Amid allegations, horsemen, Saudi royals rise to defend late racing magnate Prince Ahmed

Prince of a guy or al-Qaida spy?

Preakness Stakes

May 11, 2004|By John Eisenberg | John Eisenberg,SUN STAFF

TWO YEARS AGO, the Preakness Stakes spotlight shone brightly on Prince Ahmed bin Salman, an affable, highly Westernized member of the ruling family of Saudi Arabia.

A familiar face in thoroughbred racing circles, he was in Baltimore as the owner of War Emblem, winner of the Kentucky Derby. He stayed at the Harbor Court Hotel, attended the post position draw at the ESPN Zone and went to Pimlico Race Course to watch his horse gallop.

"He was as genuinely excited and enthusiastic as any Preakness owner I've ever seen," Pimlico president and chief executive officer Joe De Francis said.

Some six weeks earlier, a high-ranking al-Qaida operative captured in Pakistan reportedly had named him as a go-between linking the terrorist organization and the Saudi royal family.

"I would have been shocked then, and I'm totally shocked now to hear such an allegation," De Francis said recently.

After War Emblem won the Preakness, the prince smiled and joked through the trophy presentation and left town within hours on a private plane.

Three weeks later, War Emblem disappointed in a bid to win the Triple Crown, finishing eighth in the Belmont Stakes. The prince was strangely absent, on business in Saudi Arabia, his racing associates said.
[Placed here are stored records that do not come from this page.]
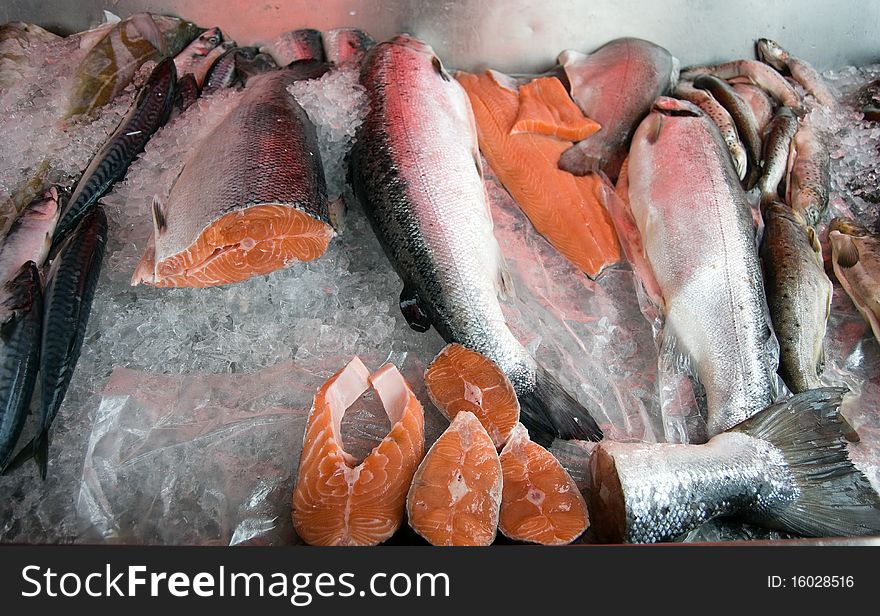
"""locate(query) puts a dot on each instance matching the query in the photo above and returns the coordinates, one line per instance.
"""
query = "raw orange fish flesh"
(337, 501)
(250, 199)
(460, 379)
(456, 493)
(565, 209)
(545, 108)
(540, 502)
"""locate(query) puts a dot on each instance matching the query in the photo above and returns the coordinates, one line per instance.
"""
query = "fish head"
(771, 53)
(206, 42)
(176, 33)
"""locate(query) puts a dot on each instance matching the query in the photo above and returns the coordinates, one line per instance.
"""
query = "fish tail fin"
(549, 411)
(37, 449)
(834, 498)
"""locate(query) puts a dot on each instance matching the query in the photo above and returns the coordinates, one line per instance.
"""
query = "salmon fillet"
(565, 209)
(540, 502)
(456, 492)
(337, 501)
(249, 200)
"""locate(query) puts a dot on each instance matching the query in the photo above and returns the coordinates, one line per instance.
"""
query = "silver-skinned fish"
(615, 86)
(787, 469)
(416, 169)
(698, 235)
(798, 294)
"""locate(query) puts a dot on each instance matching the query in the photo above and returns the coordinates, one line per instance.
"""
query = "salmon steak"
(540, 502)
(522, 134)
(250, 200)
(460, 379)
(456, 492)
(337, 501)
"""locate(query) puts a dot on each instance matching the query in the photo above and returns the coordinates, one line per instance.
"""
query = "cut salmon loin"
(565, 209)
(250, 199)
(460, 379)
(456, 492)
(545, 108)
(337, 501)
(241, 244)
(540, 502)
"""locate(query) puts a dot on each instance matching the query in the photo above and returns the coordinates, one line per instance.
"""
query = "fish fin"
(549, 411)
(847, 252)
(577, 161)
(37, 449)
(438, 66)
(834, 498)
(337, 210)
(673, 355)
(412, 311)
(159, 223)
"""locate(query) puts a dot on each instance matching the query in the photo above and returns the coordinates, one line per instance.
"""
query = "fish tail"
(549, 411)
(37, 449)
(834, 497)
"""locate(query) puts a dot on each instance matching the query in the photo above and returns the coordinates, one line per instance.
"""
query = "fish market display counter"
(184, 419)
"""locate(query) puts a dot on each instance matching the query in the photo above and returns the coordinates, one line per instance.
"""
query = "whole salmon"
(416, 169)
(615, 86)
(699, 239)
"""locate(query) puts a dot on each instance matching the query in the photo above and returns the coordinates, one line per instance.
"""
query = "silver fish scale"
(699, 238)
(264, 152)
(671, 489)
(423, 192)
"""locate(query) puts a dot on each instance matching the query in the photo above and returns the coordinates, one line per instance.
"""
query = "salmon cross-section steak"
(337, 501)
(460, 379)
(540, 502)
(456, 493)
(250, 200)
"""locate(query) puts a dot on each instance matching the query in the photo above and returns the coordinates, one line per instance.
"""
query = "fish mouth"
(672, 107)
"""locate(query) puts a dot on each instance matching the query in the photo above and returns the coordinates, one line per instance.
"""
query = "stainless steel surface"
(522, 35)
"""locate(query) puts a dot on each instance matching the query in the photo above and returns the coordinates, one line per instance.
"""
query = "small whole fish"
(70, 287)
(809, 175)
(755, 72)
(346, 45)
(698, 235)
(685, 90)
(112, 63)
(251, 198)
(614, 86)
(743, 118)
(777, 147)
(855, 257)
(798, 294)
(198, 56)
(21, 317)
(800, 70)
(30, 236)
(758, 100)
(149, 112)
(787, 469)
(296, 45)
(416, 169)
(867, 99)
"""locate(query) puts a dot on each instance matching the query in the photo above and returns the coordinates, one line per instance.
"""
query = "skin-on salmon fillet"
(250, 200)
(565, 209)
(337, 501)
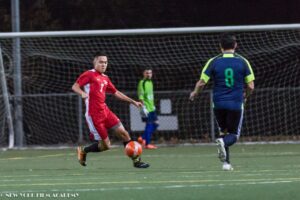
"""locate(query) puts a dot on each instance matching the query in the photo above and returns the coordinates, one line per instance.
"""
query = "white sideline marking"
(153, 187)
(248, 181)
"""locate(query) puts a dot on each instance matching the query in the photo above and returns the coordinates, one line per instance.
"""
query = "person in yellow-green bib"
(148, 111)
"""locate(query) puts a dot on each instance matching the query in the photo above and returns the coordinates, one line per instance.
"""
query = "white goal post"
(51, 61)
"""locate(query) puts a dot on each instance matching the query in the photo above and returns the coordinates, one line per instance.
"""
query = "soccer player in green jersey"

A month after that, the prince was dead at age 43. News accounts said he succumbed to a heart attack in Saudi Arabia.

His alleged link with al-Qaida, outlined in two books published in the past two years, has stunned the racing industry.

"It's very surprising to hear, but it's just innuendo, nothing proven," said Geoffrey Russell, director of sales at Keeneland, the racetrack and sales organization in Lexington, Ky., where the prince spent many millions.

Investigative journalist Gerald Posner revealed the story of the alleged link in Why America Slept, a 2003 book. Another journalist, Craig Unger, depicted the link in House of Bush, House of Saud, a best seller published last month.

The prince's family and associates vehemently deny the allegation. Prince Faisal bin Salman, brother of the late prince, labeled it "totally ridiculous" in a telephone interview Friday with The Sun.

"To us, saying my brother was al-Qaida is like someone in your country saying Ronald Reagan was secretly a Communist," Faisal bin Salman said. "It's that ridiculous. That's what people here [in Saudi Arabia] think."

The prince's brother released a statement last week saying "not a single, solitary government official or media source has ever come forward with any evidence linking Prince Ahmed to any criminal activity. But that fact has not stopped [the authors] and media from accepting the outrageous claims at face value."

Richard Mulhall, who was a trainer and manager for the Thoroughbred Corp., the prince's California-based equine operation - now out of business - said the allegation "is beyond stupid. Someone is just trying to make a buck with a book, and I guess it's working."

Terrorist claims

According to Posner's book, it was Abu Zubaydah, al-Qaida's chief of field operations and a confidant of Osama bin Laden, who revealed a link between the prince and al-Qaida. Captured by American soldiers in Pakistan in March 2002, 6 1/2 months after the Sept. 11 attacks, Zubaydah was given sodium pentothal to make him talkative and questioned by Arab-Americans posing as Saudi interrogators.

From memory, Zubaydah provided the home phone and cell phone number of a Saudi royal family member and suggested his interrogators make the call.

"He will tell you what to do," Zubaydah said, according to Posner's account.

The phone numbers reportedly belonged to Prince Ahmed bin Salman.

Zubaydah went on to identify two other members of the royal family as intermediaries, again furnishing phone numbers from memory. Zubaydah also reportedly said the intermediaries knew before Sept. 11 that a terrorist attack on America was scheduled for that day, although they did not know where, when or how the attacks would occur.

Later, Posner reported, when Zubaydah discovered his interrogators had been Americans and not Saudis, he tried to strangle himself and recanted his entire story.

Unger, in his book, relied on Posner's account of the interrogation, terming it "accurate" after making his own inquiries.

As for whether Zubaydah was telling the truth, which some in the intelligence community have doubted, Unger told The Sun: "I don't think anyone has ever corroborated or refuted whether Zubaydah was lying."

In his book, Unger reports on a possible link between Saudis and the funding of al-Qaida, but there is no evidence Prince Ahmed bin Salman funded terrorism, Unger said.

"The talk is that he had an intermediary role" between the royal family and al-Qaida, Unger told The Sun. The goal of the link, Unger wrote in his book, was to keep terrorism out of Saudi Arabia.